The Bitter Taste of Prejudice

A personal take on prejudice in Remote Year’s inaugural group.

Having a strong mindset against discrimination didn’t prevent me to experience a bit of prejudice in Remote Year. And it was not easy to digest.

My initial idea was to publish something lighter today, share a little beauty tricks I’ve been learning on the road or a bunch of images from Sri Lanka… But, early on, I came across a series of bitter memories of my experience in Remote Year – since I read the story of one of my colleagues from the group, Haseeb Rabbani. He wrote about the reasons that motivated him to leave the program at the end of the third month, including one of the themes that also influenced my decision to start traveling alone: PREJUDICE

Hasseb, a Muslim Pakistani-Canadian, defined himself as “brown” and mentioned how he felt the stigma of Islamophobia – something quite unfamiliar for me, since Brazil was never affected by the kind of terrorism that people in some countries fear so much. And I always hung out with friends of diverse colors&flavoursin São Paulo. To be honest, it took me a while to identify that awful taste I refer in the title was actually caused by social and racial prejudice. But, yes, the blondie here was switched into underclass “Latino” and had to swallow a bit of that glop:

The thing is: you can’t just “add some” diversity on top like sprinkles on your McSundae. It has to be engrained in the culture and the mindset from the start – Haseeb Rabbani

The lack of diversity was one of my first disappointments on #1 Remote Year. I enrolled in the program expecting to be part of a travellers community with people from different nationalities, professions, ages… bringing diverse perspectives and backgrounds to the experience. What I joined, instead, was a largest group of Americans, some foreigners living for years in the United States and just a few outside of this scope. And worse, soon I got those high-school vibes that Hasseb mentioned – my slight idea about it came from the movies I actually DON’T like to watch. So, at some point I saw myself more like the maid with 2 or 3 Spanglish lines (just to make my point with another movie cliche) than the well connected person I am, even among rich and famous people in Brazil.

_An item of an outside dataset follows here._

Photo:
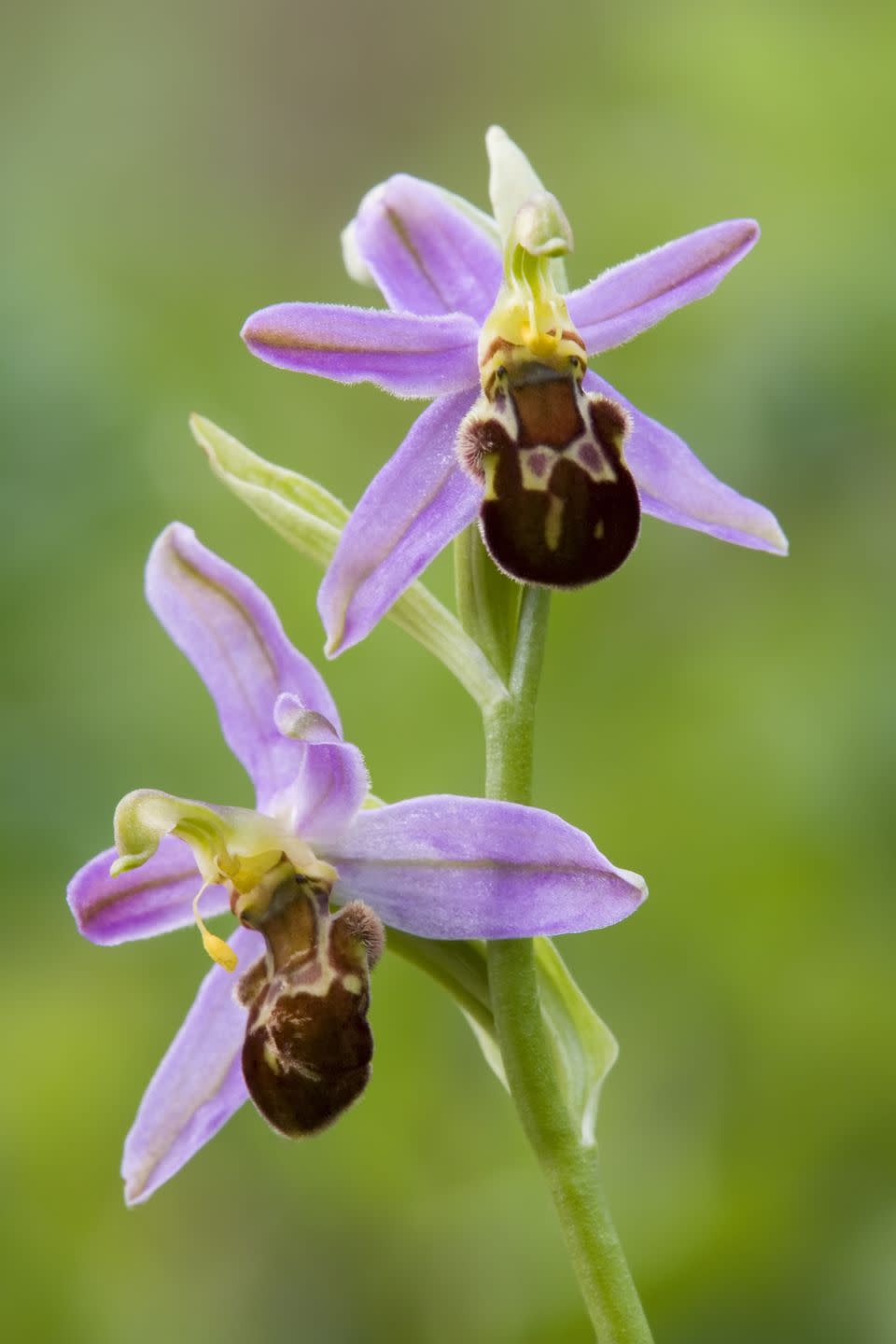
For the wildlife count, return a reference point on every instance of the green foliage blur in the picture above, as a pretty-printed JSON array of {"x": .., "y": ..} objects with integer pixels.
[{"x": 718, "y": 720}]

I can’t say I didn’t noticed that some of the participants kept a cordial distance since the beginning, but I assumed it was simply due to their genuine behavior or personal impressions. By that time, most people seemed to be overly excited with me and I couldn’t understand why. So, I might have been somehow blasé… After all, I’ve never heard my name called out loud on the streets as much as it happened on the first month of RY in Prague. It was weird enough just listening it with the American accent and all the syllables pronounced (not just the usual Fê or Nanda, as Brazilians tend to do). Plus, they repeated Fer-Nan-Da with the same sparkle in the eyes that I noticed later when they said “Bali” (over rolling the tongue and sounding like “bóul-lee”) – as if meeting a Brazilian stylist sounded as exotic as the Indonesian island.

Past my initial shock, I was able to make a few good friends and keep connected to colleagues with mutual affinities, like Haseeb. If I could represent them all in a pizza chart, it would have a bunch of colored pieces (ok, for those who like labels, I’d say it includes black, brown, yellow and purple, among other tones). The American “white elite” would also be there, in a thin slice of very cool and caring people.

In the other hand, those who consider themselves as “the last piece of the Swiss cheese” weren`t part of my pizza ingredients, since they wouldn’t mix with a broke chica. We surely had opportunities to mingle – staying in the same workspaces and accommodations provided by the program, exchanging a few words in restaurants or tours – but the sense of voluntary distance remained. So, after a certain time, I also preferred it like that. Finally, those who seasoned their prejudice with a pinch of good intentions didn`t make me feel any better with their condescending attitude.

In his sincere and ultra complete blog post, Haseeb presented some statistics that are proportionally inverse to this imaginary pizza I’d just delivered here. According to his numbers, the ones who represent the most part of the selected to RY #1 were exactly the minority in my circle of relationships. I spent more time than Haseeb with the Remote Year group  and still had no emotional detachment to dig the deepest layers of this experience. But I longed to open up about it since I finished reading his post.

Not that I ever noticed frightened looks towards me, as he did. The first time I experienced a similar vibe was within the community. Something subtle but evily powerful. As if an invisible barrier would be separating me from other people, with no visible reasons to keep me out. It took me a while to admit this was happening and as how uncomfortable was standing in that side. First I was confused by feelings of guilt, insecurity, denial. I had doubts about my own instincts and thought it could be just an ilusion… It wasn’t.  That’s why I decided to write this all. With a brief sample, I felt really sick with the taste of prejudice.